SUNDAY TRIBUNE: 27 FEBRUARY 2005


Write on



ONE of the predictions made about the internet was that it would make, nay force, the English language upon people and cause a decline in other languages. Like so many other prophesies of the dotcom dynasty, it was woefully wrong.

That's not to say that some languages are dying, but the coroner's report points to economics, history and geography. Languages have been appearing and disappearing for millennia and the internet was deemed to be last century's culprit.

In the mid to late 1990s, the dominance of English on the web and in email wasn't backdropped against the dire lack of internet connectivity throughout the majority of the world's peoples.

But now that the connectivity gap is closing, more and more languages are appearing on the web. Linguistics professor David Crystal has found more than 1000 languages with some presence on the web. Current estimates show that over 90% of web pages in Japan are written in Japanese.

There are technical difficulties in getting certain languages to display properly, but this was a lack of foresight more than anything else. Progress is slow, but the increase in internet access will hurry it along.

Far from hampering the spread and use of language, the internet is enhancing communication and how language is used. Writing in the European Bureau of Lesser Used Languages newsletter, Ned Thomas predicted "a great demand for multilingual websites, for multilingual data retrieval, for machine translation, for voice recognition systems to be multilingual".
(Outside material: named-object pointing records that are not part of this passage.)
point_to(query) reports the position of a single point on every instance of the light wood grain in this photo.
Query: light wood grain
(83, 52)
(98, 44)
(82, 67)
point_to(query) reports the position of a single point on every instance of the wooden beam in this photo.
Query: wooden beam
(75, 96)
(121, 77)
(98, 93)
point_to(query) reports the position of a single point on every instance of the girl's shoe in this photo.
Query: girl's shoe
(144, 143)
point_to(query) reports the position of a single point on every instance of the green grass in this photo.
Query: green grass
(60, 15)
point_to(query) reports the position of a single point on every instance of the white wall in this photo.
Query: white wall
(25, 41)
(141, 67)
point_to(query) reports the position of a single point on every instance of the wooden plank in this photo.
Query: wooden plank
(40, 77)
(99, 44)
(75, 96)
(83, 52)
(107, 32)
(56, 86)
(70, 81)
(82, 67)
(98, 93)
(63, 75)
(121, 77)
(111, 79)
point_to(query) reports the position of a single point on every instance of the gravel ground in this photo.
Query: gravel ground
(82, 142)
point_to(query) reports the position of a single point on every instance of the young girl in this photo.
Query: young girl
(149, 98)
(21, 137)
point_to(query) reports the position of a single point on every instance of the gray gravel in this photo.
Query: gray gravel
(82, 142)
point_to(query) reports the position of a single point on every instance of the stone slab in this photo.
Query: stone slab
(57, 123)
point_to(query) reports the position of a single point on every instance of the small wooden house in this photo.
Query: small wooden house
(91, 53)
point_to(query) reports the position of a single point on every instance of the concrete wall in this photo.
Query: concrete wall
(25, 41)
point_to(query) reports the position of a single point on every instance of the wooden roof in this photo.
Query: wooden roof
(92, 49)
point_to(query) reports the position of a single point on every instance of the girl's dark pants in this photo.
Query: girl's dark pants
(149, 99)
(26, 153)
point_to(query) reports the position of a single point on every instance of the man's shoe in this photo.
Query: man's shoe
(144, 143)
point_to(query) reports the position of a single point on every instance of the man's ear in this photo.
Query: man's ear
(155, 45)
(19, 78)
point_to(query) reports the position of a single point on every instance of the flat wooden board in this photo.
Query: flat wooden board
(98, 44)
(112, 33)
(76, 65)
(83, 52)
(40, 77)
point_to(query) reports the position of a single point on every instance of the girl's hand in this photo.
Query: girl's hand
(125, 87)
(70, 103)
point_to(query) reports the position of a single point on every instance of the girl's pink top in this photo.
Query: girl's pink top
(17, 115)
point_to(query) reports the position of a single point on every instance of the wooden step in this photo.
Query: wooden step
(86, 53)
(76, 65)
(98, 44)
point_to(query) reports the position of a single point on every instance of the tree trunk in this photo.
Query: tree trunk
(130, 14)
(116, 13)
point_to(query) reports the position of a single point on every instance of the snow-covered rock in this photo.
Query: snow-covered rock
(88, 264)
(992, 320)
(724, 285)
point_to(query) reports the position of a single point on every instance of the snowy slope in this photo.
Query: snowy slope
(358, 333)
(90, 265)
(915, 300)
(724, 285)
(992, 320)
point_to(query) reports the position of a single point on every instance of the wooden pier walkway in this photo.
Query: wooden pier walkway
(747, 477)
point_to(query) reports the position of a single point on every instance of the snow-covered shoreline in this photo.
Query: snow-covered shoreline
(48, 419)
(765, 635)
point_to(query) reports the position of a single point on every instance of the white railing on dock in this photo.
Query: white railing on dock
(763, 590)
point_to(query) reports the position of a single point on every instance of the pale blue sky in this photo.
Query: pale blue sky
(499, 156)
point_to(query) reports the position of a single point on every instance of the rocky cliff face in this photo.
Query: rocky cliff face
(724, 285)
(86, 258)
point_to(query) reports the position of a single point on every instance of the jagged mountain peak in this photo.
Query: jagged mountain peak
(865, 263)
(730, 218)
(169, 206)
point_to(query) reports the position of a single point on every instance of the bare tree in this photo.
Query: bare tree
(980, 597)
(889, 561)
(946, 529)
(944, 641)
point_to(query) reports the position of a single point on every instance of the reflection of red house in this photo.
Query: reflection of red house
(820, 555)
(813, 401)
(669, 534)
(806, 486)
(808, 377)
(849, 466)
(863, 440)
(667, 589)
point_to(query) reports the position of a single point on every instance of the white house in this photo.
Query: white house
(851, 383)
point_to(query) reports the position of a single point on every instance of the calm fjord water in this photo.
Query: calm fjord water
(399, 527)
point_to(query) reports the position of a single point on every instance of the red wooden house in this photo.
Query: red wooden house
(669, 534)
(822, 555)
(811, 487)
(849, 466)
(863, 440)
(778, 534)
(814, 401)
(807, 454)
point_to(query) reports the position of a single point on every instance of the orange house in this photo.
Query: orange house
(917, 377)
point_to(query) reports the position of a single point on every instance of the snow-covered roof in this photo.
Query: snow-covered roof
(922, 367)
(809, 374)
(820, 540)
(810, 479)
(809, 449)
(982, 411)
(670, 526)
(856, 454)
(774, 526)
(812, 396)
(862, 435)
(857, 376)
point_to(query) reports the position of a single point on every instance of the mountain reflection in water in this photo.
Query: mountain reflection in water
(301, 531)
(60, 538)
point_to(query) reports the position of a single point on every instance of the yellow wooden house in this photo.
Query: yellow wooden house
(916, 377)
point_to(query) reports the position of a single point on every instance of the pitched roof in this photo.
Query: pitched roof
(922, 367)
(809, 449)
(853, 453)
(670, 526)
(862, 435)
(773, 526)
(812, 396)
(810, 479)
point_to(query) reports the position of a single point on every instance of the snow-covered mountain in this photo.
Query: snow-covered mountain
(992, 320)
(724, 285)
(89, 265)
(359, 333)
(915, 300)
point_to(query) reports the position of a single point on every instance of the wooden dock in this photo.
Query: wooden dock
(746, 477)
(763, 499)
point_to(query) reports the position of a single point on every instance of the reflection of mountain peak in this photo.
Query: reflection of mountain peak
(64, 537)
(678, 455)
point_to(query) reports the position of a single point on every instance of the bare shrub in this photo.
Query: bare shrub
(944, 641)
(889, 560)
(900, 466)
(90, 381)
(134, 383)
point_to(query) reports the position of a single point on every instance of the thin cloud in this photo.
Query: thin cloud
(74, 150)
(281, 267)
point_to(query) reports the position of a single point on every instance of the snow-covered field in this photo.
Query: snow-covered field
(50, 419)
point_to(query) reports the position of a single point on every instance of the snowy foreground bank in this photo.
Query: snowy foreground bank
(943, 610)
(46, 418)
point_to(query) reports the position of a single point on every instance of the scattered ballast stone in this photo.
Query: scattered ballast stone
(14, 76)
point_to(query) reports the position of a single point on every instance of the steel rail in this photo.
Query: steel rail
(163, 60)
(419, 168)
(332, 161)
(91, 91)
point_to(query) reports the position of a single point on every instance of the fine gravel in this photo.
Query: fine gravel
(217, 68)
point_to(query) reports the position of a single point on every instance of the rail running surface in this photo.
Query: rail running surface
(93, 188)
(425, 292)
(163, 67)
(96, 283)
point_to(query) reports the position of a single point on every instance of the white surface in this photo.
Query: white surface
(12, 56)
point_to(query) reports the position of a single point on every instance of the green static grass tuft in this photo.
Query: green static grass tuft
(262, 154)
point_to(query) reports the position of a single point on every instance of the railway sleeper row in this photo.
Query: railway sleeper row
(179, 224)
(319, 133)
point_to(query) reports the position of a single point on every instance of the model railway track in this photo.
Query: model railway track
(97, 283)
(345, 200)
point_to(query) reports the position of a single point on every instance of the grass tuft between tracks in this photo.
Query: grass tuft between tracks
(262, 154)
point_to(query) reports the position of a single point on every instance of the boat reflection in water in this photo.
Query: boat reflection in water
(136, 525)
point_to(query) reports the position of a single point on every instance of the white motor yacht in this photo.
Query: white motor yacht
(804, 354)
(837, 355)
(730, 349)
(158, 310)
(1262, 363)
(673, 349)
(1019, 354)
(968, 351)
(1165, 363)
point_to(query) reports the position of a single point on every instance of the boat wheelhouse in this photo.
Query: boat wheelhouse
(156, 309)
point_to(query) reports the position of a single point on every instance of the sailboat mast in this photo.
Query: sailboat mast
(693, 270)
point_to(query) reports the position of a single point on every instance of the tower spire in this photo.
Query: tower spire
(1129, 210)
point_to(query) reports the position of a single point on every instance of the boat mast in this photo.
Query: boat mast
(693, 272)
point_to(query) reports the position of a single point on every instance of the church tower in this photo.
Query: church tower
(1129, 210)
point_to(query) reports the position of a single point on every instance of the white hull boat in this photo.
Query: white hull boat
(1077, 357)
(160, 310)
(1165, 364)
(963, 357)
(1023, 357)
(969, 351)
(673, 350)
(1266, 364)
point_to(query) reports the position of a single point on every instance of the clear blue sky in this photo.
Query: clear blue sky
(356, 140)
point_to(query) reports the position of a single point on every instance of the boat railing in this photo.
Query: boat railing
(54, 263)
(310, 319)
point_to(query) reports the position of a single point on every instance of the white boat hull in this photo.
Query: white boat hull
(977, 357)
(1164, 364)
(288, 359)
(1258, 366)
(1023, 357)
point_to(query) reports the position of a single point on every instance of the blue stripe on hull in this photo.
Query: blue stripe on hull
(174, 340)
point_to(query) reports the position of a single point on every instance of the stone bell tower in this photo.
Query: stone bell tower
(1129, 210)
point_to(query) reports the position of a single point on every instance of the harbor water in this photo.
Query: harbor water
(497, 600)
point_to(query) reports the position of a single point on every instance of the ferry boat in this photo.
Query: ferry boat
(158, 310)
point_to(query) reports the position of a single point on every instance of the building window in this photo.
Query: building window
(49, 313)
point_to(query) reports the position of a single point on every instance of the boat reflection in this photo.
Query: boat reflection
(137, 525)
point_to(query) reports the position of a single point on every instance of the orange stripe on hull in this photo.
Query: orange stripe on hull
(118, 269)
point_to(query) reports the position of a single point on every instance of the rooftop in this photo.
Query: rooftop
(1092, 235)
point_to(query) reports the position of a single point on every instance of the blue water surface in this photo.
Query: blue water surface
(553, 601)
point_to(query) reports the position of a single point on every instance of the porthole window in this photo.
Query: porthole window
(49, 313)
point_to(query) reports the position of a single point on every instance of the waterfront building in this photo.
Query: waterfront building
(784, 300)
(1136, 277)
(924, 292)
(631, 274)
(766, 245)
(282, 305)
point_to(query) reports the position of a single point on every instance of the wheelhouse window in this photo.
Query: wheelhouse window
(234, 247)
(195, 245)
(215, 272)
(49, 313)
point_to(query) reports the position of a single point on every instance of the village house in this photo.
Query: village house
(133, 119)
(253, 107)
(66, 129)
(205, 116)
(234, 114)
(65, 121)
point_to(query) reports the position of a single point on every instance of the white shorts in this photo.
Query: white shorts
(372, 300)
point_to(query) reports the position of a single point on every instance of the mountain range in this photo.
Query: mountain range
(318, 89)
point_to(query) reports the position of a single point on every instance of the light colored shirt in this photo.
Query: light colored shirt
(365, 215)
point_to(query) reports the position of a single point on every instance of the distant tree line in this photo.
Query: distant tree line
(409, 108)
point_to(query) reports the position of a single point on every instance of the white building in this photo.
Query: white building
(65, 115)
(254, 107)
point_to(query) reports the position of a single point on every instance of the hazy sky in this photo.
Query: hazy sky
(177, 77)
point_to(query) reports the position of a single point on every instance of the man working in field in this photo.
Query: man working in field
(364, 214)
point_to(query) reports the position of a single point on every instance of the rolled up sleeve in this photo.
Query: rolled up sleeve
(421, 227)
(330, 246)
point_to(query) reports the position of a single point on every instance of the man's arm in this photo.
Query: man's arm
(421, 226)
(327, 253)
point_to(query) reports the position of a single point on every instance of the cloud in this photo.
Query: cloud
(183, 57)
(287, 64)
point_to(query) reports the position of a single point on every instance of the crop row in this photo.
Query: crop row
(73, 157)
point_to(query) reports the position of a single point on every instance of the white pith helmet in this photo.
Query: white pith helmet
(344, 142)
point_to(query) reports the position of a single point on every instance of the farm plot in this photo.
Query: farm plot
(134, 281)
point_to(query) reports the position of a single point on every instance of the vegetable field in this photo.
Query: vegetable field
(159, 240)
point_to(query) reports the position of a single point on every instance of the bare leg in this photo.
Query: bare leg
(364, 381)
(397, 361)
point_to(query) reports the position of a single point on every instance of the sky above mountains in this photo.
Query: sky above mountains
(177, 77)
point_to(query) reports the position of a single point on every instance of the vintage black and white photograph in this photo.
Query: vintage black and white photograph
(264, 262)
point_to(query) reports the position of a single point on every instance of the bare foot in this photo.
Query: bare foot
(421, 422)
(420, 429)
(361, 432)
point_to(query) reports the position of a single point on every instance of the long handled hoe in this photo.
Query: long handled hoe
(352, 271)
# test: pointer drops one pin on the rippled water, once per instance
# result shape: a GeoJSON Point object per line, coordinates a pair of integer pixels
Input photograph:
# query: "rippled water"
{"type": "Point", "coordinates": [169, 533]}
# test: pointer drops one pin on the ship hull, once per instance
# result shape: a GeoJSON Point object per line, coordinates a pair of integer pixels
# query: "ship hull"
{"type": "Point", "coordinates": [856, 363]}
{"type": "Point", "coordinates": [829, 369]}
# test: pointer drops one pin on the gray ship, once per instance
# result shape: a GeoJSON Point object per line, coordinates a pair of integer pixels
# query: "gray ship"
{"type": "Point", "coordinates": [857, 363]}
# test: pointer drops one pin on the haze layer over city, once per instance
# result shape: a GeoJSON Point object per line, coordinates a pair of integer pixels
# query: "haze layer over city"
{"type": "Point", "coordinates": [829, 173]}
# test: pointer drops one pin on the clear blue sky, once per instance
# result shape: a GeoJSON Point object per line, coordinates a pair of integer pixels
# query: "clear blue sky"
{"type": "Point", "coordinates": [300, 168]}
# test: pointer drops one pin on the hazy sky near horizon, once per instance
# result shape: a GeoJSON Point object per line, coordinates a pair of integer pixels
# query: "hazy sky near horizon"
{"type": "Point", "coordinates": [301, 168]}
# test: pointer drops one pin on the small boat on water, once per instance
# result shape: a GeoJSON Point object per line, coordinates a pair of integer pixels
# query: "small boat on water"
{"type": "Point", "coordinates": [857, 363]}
The other great potential of the internet lies in the phenomenal rise of writing. According to Professor Crystal, author of Language and the Internet, "resources for the expression of informality in writing have hugely increased - something not seen in English since the Middle Ages.

"First we had speech - that was the real breakthrough. And then, about 10,000 years ago, writing."

Crystal is convinced that the internet is "a genuine third medium of communication". He believes that "we've never had anything fundamentally different from speaking and writing" and has described this hybrid as "something that is neither speech nor writing, but a very curious amalgam of the two". The important aspect for Crystal is that "the internet is getting more people to write, and that's a great thing".

The web is moving writing further along the pages of its history. Switching from an oral culture to a writing one didn't happen in one clean jump, nor was it even.

When writing first appeared it was regarded as having the power of magic. Evidence of this is still around today. Thanks to a Scottish dialect the Middle English word 'grammarye' survived to become 'glamour' and the charms of page three.

When writing was new, it developed into a craft practiced by a sought-after few. It still had a strong oral dimension which rhyme and metre pursued. Early poets imagined writing as speaking out loud, because their work would be listened to, not read. In order to bypass distractions at court, poems were heavy on rhythm and repetition, which to Shakespeare was much ado about nothing.

Religious texts also dominated, shepherded by monks until Gutenberg and his printing press schismed the flock. Today, many journalists are represented in unions by Fathers and Mothers of Chapels. The word 'scribe' still refers to someone who takes minutes at a meeting.

In days of yore, scribal culture required detailed and specialised technical knowledge. Before paper, objects used for writing on - such as animal skins - needed mechanical know-how to use them properly.

Writing implements required similar knowledge. The right type of goose quill had to be used, split in a certain way and constantly sharpened. Pen knives have come a long way since.

This kind of detailed technical knowledge existed in the early days of the internet, where a command line connection script had to be written before anything else could be.

Now that this period is ending, and a third communication medium is gripping the world, expect the language lieutenants to reappear. Already there have been skirmishes about the manner and value of blogging.

Professor Crystal hasn't much time for the language purists: "They think language should be used by a fixed set of rules - always their rules".

Because of the internet, those rules are, once again, being re-written.